Distill a lengthy, complicated, or confusing point into a succinct summary

Little Miss Muffet sat on a tuffet, eating her curds and whey.  In other words, she sat down and had a snack. 

2. Reinforce your idea

Use a synonym to say the same point but in a slightly different way.

Little Miss Muffet sat on a tuffet, eating her curds and whey. In other words, she sat on a stool while she ate a bowl of cottage cheese.

3. Clarify your idea

Restate your point so that your reader doesn’t misunderstand.

Little Miss Muffet sat on a tuffet, eating her curds and whey.  In other words, she was minding her own business during snack time.

4. Expand your idea

Add to your original point with more detail.

Little Miss Muffet sat on a tuffet, eating her curds and whey.  In other words, she sat on a stool – not a clump of grass – and snacked on a particular kind of soft cheese.
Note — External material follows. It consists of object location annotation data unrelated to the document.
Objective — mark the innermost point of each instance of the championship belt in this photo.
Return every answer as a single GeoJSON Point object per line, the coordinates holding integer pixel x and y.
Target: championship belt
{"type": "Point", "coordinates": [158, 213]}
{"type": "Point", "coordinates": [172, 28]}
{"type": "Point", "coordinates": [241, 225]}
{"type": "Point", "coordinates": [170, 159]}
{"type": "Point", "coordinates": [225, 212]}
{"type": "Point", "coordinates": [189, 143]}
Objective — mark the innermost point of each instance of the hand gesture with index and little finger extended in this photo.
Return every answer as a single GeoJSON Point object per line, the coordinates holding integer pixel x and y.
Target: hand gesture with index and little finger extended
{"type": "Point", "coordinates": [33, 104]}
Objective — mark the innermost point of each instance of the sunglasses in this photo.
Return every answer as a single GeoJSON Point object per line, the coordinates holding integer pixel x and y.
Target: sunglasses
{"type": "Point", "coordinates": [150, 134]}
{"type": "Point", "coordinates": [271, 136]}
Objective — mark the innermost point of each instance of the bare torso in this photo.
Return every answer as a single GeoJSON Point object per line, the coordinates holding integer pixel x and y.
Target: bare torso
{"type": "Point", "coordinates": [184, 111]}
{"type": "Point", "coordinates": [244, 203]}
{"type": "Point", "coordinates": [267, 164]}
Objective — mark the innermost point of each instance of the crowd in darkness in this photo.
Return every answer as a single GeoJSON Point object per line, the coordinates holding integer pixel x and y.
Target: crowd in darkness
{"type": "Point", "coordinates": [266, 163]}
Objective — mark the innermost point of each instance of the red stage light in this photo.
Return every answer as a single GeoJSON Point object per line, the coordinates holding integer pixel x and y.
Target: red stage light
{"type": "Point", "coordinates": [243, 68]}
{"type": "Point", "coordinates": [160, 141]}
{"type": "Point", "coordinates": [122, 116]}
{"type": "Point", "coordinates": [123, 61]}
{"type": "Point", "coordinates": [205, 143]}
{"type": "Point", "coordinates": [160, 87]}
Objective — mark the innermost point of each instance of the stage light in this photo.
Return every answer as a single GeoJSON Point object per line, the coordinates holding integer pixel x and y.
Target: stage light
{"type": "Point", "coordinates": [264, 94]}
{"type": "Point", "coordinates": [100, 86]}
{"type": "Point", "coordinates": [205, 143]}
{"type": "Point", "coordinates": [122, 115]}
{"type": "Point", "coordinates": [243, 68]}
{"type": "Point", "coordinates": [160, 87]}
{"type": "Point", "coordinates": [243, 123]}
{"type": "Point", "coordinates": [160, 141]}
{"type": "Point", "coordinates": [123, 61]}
5. Make the idea more memorable

Make your point a second time with an illustration, comparison, contrast, interesting fact, testimonial, or quote.

Little Miss Muffet sat on a tuffet, eating her curds and whey.  In other words, she was eating cottage cheese, which is a byproduct of the cheese making process comprised of both lumps and liquid.

Eight Other Ways To Write “In Other Words”

Use these variations of “In other words” to write more powerful content.

  • Put Differently
  • Put Another Way
  • Put It Simply
  • This Means
  • What I Mean Is
  • That Is
  • In Plain English
  • Simply Stated

In other words, you don't have to use the same phrase in order to repeat yourself.